Oral Presentation Australasian Cytometry Society 44th Annual Conference and Workshop

Repeat immunisations to SARS-CoV-2 progressively increase recognition of Spike RBD-specific memory B cells to Omicron subvariants (24579)

Gemma E Hartley 1 , Holly Fryer 1 , Emily S.J Edwards 1 , Nirupama Varese 1 2 , Irene Boo 3 , Scott J Bornheimer 4 , Mark P Hogarth 1 5 , Heidi E Drummer 3 , Robyn E O'Hehir 1 2 , Menno C van Zelm 1 2
  1. Immunology and Pathology, Monash University, Melbourne, VIC, Australia
  2. Respiratory, Allergy and Clinical Immunology, The Alfred Hospital, Melbourne, VIC, Australia
  3. Viral Entry and Vaccines Group, Burnet Institute, Melbourne, VIC, Australia
  4. BD Biosciences, San Jose, CA, USA
  5. Immune Therapies Group, Burnet Institute, Melbourne, VIC, Australia

Background:

SARS-CoV-2 vaccination coverage is increasing worldwide; however, emerging Omicron subvariants challenge its protection. Booster vaccinations improve protection against severe disease from Omicron, but the underlying mechanism is currently unknown. We assessed the capacity of vaccine-induced antibodies and circulating memory B cells (Bmem) to recognize SARS-CoV-2 Omicron subvariants. 

Methods:

Recombinant Nucleocapsid protein (NCP) and Spike receptor binding domain (RBD) from Wuhan and Omicron BA.2 an BA.5 subvariants were produced for ELISA-based serology, and biotinylated for fluorescent tetramer formation to identify RBD-specific Bmem by flow cytometry.

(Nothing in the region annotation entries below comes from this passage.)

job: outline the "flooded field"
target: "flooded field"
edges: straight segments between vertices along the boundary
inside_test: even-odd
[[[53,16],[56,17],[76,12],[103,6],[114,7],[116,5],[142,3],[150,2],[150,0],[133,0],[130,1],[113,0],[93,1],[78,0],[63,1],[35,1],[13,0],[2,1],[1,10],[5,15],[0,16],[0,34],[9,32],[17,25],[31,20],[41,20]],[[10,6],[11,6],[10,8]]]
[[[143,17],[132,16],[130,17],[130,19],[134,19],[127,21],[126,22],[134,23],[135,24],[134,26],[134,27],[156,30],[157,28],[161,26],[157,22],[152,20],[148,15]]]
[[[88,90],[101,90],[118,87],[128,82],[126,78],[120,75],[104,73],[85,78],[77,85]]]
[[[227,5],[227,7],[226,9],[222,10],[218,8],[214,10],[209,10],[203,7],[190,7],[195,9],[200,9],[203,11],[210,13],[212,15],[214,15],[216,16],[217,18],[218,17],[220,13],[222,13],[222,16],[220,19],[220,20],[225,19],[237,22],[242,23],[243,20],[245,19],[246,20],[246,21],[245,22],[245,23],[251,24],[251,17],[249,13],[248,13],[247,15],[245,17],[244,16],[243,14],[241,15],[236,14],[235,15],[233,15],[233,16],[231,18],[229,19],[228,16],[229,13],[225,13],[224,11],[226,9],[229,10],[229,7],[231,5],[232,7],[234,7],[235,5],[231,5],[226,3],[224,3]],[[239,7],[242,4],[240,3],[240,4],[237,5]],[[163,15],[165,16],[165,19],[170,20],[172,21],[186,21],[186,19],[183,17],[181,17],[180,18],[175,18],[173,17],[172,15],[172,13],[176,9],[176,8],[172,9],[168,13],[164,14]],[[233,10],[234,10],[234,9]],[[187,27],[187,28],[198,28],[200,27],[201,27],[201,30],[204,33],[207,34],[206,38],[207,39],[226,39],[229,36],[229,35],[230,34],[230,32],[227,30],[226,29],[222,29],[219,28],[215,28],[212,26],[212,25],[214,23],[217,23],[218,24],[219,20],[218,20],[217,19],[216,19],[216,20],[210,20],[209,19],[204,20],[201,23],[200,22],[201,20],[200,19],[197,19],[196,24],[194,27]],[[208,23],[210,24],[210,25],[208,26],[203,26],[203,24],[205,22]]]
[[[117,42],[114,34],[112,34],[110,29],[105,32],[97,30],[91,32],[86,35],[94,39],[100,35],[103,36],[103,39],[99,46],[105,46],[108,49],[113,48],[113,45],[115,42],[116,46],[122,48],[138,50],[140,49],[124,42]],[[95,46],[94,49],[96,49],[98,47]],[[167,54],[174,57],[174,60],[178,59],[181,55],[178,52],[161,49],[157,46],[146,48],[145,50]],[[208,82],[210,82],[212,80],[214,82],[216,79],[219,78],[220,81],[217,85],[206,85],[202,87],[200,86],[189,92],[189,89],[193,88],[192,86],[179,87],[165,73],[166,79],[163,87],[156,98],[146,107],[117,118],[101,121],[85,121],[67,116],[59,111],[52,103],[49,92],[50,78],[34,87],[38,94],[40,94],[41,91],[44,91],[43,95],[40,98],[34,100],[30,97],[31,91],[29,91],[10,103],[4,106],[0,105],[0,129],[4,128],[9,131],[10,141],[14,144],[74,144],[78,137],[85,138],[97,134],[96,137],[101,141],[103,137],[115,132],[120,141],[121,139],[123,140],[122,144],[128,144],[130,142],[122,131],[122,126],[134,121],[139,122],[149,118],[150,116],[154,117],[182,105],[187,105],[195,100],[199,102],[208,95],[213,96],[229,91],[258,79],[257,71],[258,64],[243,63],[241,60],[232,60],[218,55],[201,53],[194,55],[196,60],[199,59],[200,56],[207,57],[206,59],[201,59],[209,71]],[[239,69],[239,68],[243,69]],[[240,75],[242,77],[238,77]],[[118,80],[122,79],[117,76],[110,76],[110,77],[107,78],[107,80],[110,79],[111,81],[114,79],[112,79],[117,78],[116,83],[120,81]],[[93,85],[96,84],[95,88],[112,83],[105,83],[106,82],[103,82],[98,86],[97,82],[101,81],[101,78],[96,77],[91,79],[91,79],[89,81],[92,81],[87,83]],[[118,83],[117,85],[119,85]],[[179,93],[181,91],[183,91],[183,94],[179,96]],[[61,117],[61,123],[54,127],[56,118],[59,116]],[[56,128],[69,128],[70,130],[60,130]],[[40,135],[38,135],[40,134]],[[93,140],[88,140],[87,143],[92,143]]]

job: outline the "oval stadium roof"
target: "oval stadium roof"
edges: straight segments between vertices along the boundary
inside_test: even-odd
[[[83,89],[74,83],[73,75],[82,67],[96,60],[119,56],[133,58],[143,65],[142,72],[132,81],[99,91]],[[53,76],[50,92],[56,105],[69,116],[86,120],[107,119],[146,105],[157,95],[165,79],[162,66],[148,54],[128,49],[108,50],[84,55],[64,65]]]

Healthy adults vaccinated with the Pfizer mRNA (n=30) or AstraZeneca vector (n=35) vaccinations were sampled before and 1 month after 1st and 2nd dose immunisation, and 3rd dose mRNA booster. 

Results:

None of the participants carried IgG to NCP or RBD before vaccination. IgG to RBD progressively increased after 1st, 2nd and 3rd dose of vaccination. AstraZeneca vaccination induced significantly lower levels of RBD IgG than Pfizer vaccination. Bmem numbers after double-dose vaccination were similar for AstraZeneca and Pfizer groups. First dose Pfizer vaccination elicited RBD-specific Bmem, which expressed predominantly IgM or IgG1; the 2nd and 3rd doses expanded the IgG1+ Bmem numbers. The proportions of RBD-specific Bmem recognizing Omicron BA.2 or BA.5 increased from ~20% to >40% after 3 vaccine doses.

Conclusion:

Double-dose Pfizer mRNA and AstraZeneca vector vaccinations generate RBD-specific antibodies with significant loss in recognition of Omicron subvariants. The 2nd vaccine dose as well as 3rd dose mRNA boosters progressively increase the capacity of RBD-specific Bmem to recognize Omicron subvariants. This suggests that the additional exposures elicit affinity maturation of RBD-specific Bmem thereby overcoming mismatches in variant RBD. In ongoing studies, we will evaluate the impact of the bivalent 4th dose booster vaccine (Wuhan and Omicron BA.1) on Bmem recognition of Omicron subvariants.